法律で賭博行為は禁じられていますが、パチンコは遊技と認められています。

パチンコは賭博ではない?

 

パチンコには一般的に「ギャンブル」というイメージがあります。

 

ギャンブルとは日本語で言えば賭博のことで、日本では賭博行為を行うことは原則的に禁じられています。

 

ですから、パチンコが一般のイメージ通りにギャンブルであったとすれば、これは違法行為だということになります。
果たして、パチンコは賭博なのでしょうか?それとも賭博とは別の行為なのでしょうか?

 

「賭博」は刑法によって禁じられている

古典的な賭博である花札

我が国においては、賭博を行うことはそれが公営のものである場合を除いて原則的に禁じられています。
その根拠となるのは、刑法185条のいわゆる賭博罪に関する法文です。

 

刑法185条には、
「賭博をした者は、50万円以下の罰金又は科料に処する。

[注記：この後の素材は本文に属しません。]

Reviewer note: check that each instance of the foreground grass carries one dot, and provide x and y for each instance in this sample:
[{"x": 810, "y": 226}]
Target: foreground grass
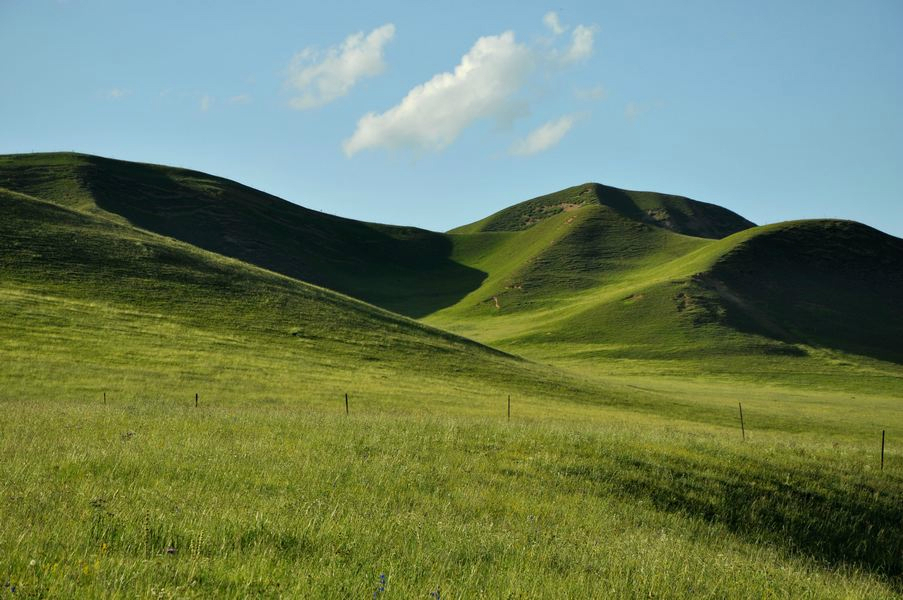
[{"x": 295, "y": 499}]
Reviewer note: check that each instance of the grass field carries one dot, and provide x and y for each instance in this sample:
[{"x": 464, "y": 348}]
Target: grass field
[{"x": 622, "y": 472}]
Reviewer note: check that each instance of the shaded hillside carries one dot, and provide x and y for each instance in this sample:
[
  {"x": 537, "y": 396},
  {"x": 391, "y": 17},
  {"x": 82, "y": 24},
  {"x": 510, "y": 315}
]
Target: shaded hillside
[
  {"x": 773, "y": 290},
  {"x": 404, "y": 269},
  {"x": 834, "y": 284}
]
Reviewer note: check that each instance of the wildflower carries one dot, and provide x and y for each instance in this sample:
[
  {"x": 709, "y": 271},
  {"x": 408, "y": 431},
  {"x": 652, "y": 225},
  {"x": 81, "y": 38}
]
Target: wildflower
[{"x": 381, "y": 587}]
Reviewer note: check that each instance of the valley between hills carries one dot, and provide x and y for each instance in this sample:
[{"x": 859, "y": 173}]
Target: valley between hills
[{"x": 553, "y": 390}]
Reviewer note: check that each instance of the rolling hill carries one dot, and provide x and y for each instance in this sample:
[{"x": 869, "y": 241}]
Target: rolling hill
[
  {"x": 586, "y": 274},
  {"x": 89, "y": 303}
]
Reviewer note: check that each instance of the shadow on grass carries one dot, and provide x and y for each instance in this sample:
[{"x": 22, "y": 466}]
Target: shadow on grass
[
  {"x": 403, "y": 269},
  {"x": 841, "y": 521}
]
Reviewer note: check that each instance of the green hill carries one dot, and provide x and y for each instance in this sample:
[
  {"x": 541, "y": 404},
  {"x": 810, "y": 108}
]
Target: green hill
[
  {"x": 89, "y": 304},
  {"x": 623, "y": 475},
  {"x": 675, "y": 213},
  {"x": 583, "y": 274},
  {"x": 783, "y": 290},
  {"x": 403, "y": 269}
]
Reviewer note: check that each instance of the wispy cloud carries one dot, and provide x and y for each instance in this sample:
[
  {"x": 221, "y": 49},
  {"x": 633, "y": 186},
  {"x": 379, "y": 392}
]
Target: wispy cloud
[
  {"x": 597, "y": 92},
  {"x": 551, "y": 21},
  {"x": 581, "y": 47},
  {"x": 320, "y": 77},
  {"x": 544, "y": 137},
  {"x": 433, "y": 114},
  {"x": 634, "y": 110},
  {"x": 117, "y": 93}
]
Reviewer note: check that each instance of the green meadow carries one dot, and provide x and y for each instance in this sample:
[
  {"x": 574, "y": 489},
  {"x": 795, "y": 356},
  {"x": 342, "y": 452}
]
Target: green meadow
[{"x": 625, "y": 340}]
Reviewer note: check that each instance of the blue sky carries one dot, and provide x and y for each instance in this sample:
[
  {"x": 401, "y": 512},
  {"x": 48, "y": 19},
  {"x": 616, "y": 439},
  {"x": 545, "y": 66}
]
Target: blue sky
[{"x": 402, "y": 112}]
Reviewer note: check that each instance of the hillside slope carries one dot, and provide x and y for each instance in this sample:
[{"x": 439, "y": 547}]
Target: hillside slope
[
  {"x": 87, "y": 303},
  {"x": 403, "y": 269},
  {"x": 591, "y": 272},
  {"x": 772, "y": 290},
  {"x": 675, "y": 213}
]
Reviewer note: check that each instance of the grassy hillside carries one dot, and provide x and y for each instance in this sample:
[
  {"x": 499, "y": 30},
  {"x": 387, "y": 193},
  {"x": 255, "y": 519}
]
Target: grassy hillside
[
  {"x": 632, "y": 484},
  {"x": 591, "y": 271},
  {"x": 404, "y": 269},
  {"x": 675, "y": 213},
  {"x": 131, "y": 309},
  {"x": 622, "y": 290}
]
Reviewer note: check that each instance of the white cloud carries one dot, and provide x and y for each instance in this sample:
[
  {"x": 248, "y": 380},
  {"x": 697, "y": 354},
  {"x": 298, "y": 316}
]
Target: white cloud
[
  {"x": 321, "y": 77},
  {"x": 552, "y": 22},
  {"x": 581, "y": 46},
  {"x": 597, "y": 92},
  {"x": 434, "y": 113},
  {"x": 544, "y": 137}
]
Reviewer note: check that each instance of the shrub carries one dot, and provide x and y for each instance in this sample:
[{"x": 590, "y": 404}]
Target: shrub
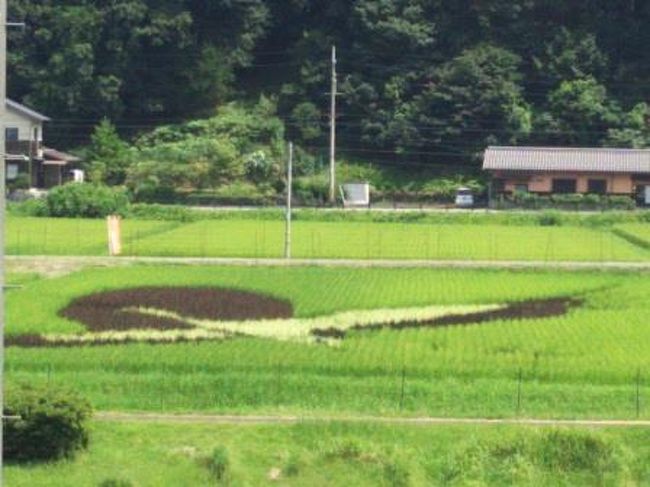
[
  {"x": 311, "y": 190},
  {"x": 145, "y": 211},
  {"x": 621, "y": 202},
  {"x": 86, "y": 200},
  {"x": 570, "y": 450},
  {"x": 49, "y": 424},
  {"x": 219, "y": 463},
  {"x": 292, "y": 465},
  {"x": 550, "y": 219},
  {"x": 115, "y": 483},
  {"x": 396, "y": 474}
]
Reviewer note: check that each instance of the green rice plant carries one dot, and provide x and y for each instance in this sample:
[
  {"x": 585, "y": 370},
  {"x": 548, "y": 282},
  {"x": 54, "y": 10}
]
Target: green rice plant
[
  {"x": 345, "y": 239},
  {"x": 593, "y": 361}
]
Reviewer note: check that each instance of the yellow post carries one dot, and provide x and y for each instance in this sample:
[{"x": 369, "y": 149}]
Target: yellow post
[{"x": 114, "y": 235}]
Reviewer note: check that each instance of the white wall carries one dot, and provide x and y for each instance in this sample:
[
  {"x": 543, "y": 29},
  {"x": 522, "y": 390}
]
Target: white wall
[{"x": 24, "y": 124}]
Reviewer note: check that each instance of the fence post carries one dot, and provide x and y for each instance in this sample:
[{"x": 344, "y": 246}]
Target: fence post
[
  {"x": 162, "y": 389},
  {"x": 278, "y": 384},
  {"x": 519, "y": 379},
  {"x": 638, "y": 393},
  {"x": 401, "y": 395}
]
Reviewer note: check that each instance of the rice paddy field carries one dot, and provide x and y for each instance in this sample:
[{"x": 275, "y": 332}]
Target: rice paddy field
[
  {"x": 340, "y": 341},
  {"x": 263, "y": 238}
]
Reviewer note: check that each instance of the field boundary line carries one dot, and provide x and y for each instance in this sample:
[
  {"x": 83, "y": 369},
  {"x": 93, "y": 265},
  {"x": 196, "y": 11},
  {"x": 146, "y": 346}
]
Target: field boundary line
[
  {"x": 298, "y": 262},
  {"x": 107, "y": 416}
]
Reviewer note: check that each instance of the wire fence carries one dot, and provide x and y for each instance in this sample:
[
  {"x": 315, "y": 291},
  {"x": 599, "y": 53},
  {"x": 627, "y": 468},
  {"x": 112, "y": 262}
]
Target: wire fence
[
  {"x": 404, "y": 391},
  {"x": 261, "y": 238}
]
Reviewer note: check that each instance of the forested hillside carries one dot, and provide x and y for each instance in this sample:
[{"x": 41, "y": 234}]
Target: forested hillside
[{"x": 420, "y": 81}]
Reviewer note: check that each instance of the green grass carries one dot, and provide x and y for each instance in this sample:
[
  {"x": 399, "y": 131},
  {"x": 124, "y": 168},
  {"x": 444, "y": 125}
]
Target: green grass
[
  {"x": 72, "y": 236},
  {"x": 318, "y": 239},
  {"x": 584, "y": 364},
  {"x": 344, "y": 454}
]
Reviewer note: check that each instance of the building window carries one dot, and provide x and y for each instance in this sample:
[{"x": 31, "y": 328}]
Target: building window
[
  {"x": 11, "y": 134},
  {"x": 564, "y": 186},
  {"x": 12, "y": 171},
  {"x": 597, "y": 186}
]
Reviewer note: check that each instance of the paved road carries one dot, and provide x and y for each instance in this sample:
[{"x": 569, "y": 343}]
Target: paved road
[
  {"x": 389, "y": 420},
  {"x": 54, "y": 265}
]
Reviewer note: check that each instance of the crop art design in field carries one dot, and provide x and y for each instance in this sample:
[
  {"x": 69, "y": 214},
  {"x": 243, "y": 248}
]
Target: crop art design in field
[{"x": 173, "y": 314}]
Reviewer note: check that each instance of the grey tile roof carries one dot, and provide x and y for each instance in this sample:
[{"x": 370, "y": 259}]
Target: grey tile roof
[
  {"x": 28, "y": 112},
  {"x": 567, "y": 159}
]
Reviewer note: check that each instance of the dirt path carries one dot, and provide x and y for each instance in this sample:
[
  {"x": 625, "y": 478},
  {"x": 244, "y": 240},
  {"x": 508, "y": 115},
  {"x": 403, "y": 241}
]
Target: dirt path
[
  {"x": 418, "y": 421},
  {"x": 56, "y": 265}
]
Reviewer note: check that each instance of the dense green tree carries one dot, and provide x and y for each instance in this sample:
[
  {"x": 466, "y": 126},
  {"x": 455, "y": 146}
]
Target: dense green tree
[
  {"x": 420, "y": 81},
  {"x": 107, "y": 156}
]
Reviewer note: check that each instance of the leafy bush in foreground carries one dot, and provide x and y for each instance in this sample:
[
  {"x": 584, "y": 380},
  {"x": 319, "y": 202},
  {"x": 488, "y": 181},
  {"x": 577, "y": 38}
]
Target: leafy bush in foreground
[
  {"x": 218, "y": 463},
  {"x": 45, "y": 424},
  {"x": 529, "y": 459},
  {"x": 86, "y": 200}
]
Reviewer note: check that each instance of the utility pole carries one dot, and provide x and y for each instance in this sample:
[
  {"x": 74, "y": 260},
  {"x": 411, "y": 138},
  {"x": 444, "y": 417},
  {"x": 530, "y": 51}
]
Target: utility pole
[
  {"x": 287, "y": 228},
  {"x": 333, "y": 129},
  {"x": 3, "y": 96}
]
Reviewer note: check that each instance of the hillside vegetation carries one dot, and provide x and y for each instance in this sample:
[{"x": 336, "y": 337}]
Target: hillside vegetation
[{"x": 420, "y": 82}]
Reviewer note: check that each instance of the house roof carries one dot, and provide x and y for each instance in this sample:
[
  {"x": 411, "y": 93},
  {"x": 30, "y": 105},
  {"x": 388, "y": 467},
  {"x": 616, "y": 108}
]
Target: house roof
[
  {"x": 567, "y": 159},
  {"x": 27, "y": 112}
]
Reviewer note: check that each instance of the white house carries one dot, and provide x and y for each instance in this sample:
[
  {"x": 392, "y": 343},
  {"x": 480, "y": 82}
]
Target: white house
[{"x": 29, "y": 164}]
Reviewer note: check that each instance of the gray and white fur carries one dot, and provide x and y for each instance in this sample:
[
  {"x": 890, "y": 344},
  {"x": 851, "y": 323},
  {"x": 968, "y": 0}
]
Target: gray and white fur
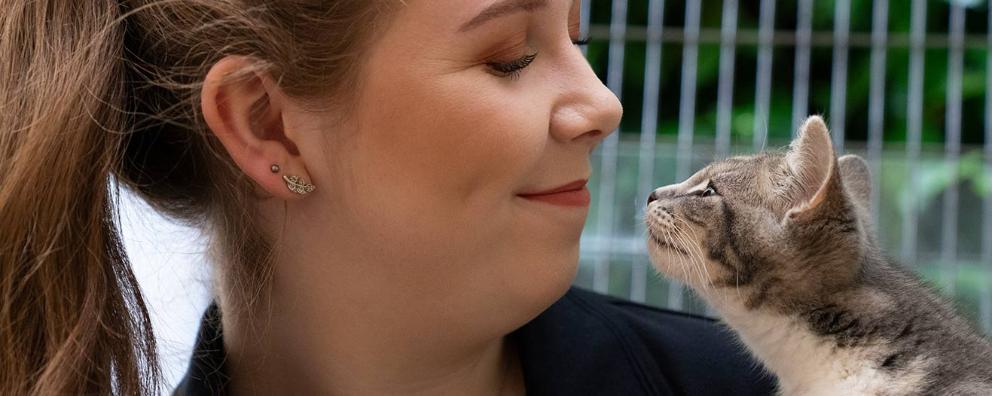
[{"x": 781, "y": 245}]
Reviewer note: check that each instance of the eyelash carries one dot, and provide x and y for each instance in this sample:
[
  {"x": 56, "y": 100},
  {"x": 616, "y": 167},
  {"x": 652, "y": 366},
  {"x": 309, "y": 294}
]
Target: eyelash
[{"x": 512, "y": 68}]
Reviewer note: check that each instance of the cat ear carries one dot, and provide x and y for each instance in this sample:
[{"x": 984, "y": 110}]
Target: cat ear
[
  {"x": 810, "y": 161},
  {"x": 857, "y": 179}
]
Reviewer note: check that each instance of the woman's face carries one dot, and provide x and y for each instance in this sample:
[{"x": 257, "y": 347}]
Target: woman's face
[{"x": 422, "y": 185}]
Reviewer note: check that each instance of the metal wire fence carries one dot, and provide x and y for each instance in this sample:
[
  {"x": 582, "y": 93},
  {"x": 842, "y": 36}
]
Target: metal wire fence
[{"x": 932, "y": 198}]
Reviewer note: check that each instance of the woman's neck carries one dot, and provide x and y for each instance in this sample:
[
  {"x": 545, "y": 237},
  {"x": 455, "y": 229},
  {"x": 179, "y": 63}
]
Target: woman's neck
[{"x": 299, "y": 355}]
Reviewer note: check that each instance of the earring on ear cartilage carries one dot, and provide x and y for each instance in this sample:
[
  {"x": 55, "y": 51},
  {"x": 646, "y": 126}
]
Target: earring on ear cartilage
[{"x": 297, "y": 185}]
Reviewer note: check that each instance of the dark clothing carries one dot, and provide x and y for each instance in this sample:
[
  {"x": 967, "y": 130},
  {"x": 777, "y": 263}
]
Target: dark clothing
[{"x": 584, "y": 344}]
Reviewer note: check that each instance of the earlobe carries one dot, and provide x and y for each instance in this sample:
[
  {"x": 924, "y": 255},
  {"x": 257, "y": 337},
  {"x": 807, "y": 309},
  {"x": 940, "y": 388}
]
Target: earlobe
[{"x": 243, "y": 108}]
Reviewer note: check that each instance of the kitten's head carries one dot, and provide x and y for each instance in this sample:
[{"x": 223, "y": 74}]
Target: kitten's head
[{"x": 774, "y": 228}]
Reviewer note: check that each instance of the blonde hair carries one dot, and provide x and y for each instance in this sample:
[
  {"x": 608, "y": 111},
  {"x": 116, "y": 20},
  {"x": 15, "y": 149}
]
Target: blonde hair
[{"x": 100, "y": 88}]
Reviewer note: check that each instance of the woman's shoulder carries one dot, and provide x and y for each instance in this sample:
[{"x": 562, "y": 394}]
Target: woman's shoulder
[{"x": 599, "y": 344}]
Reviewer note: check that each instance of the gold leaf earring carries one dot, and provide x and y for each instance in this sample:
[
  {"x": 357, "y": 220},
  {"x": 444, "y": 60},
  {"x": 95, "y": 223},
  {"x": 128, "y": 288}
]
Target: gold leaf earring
[
  {"x": 295, "y": 183},
  {"x": 298, "y": 185}
]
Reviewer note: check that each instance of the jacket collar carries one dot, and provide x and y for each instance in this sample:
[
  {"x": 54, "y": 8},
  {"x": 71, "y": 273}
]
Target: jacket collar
[{"x": 577, "y": 346}]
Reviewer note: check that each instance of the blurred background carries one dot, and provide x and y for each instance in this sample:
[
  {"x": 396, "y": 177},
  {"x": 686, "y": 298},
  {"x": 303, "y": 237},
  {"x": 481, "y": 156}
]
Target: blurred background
[{"x": 904, "y": 84}]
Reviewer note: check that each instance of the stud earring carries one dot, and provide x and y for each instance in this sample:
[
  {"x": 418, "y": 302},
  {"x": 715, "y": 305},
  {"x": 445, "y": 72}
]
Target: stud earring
[{"x": 298, "y": 185}]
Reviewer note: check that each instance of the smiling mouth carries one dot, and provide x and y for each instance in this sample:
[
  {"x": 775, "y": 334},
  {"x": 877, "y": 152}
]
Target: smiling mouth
[{"x": 661, "y": 243}]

ただし、一時の娯楽に供する物を賭けたにとどまるときは、この限りでない。」と書かれています。

 

ただし書きにある「一時の娯楽に供する物を賭けたにとどまるとき」というのは、具体的には勝った方が今日の夕食をおごるといった場合のことを言います。
つまり、たとえ賭博に当たる行為をしたとしても、小額の賭けであればお咎めなしというのが現状です。

 

パチンコは賭博に当たるのか?

 

さて、そこで問題になるのがパチンコが刑法で定められた賭博罪に該当するのかどうかです。

 

刑法では、
「偶然の結果に対して財産的価値のある賞品(財物)が提供される場合には、その行為を賭博とみなす」
と書かれています。

 

これの分かりやすい例は競馬競艇といった公営ギャンブルです。

皆さんもご存知のように、公営ギャンブルでは予想が当たった場合に金銭を受け取ることができます。

 

これは間違いなく「財産的価値のある賞品(財物)」なので、公営ギャンブルは完全なる賭博だということになります。

 

翻って、パチンコの場合にはどうなのでしょうか?

パチンコの出玉

パチンコ店では、まず客が現金と引き換えに遊技玉(出玉とも呼ばれる)を借り受けます。

 

そして、客はその遊技玉を使ってパチンコ台で遊び、その結果として増減した遊技玉を今度は特殊景品と呼ばれるものに交換します。

 

客は、この特殊景品を次に景品交換所に持ち込み、現金と交換して貰います。

 

パチンコ店では、大まかに言って以上のような行為が行われているのですが、問題はこれらの行為の内に賭博罪の対象になる行為があるのかどうかです。

 

結論から先に言ってしまうと、以上の一連の行為の中に賭博罪の対象になる部分はありません。

 

確かに、遊技玉を特殊景品と交換しこれを再び現金と交換するという部分は一見すると、
上記の「財産的価値のある賞品(財物)が提供される場合」という個所に抵触しているように見えます。

 

ですが、特殊景品自体には財産的価値は認められませんので、パチンコが賭博罪の対象になるということはありません。

 

また、何らかの商品を提供すること自体も風営法において遊技の一部として認められています。
ですので、パチンコは何ら法律に反することの無い「遊技」であると言うことができます。

 

ただし、パチンコ店の運営者と景品交換所の運営者が同一である場合には、実質的に賭博罪の対象になる行為が行われていることになるため、
その場合には違法行為が認められることになります。

また、「偶然の事実に対して財物を賭けること」という刑法上の定義に照らしてみると、パチンコ自体が賭博であることは間違いないと言えます。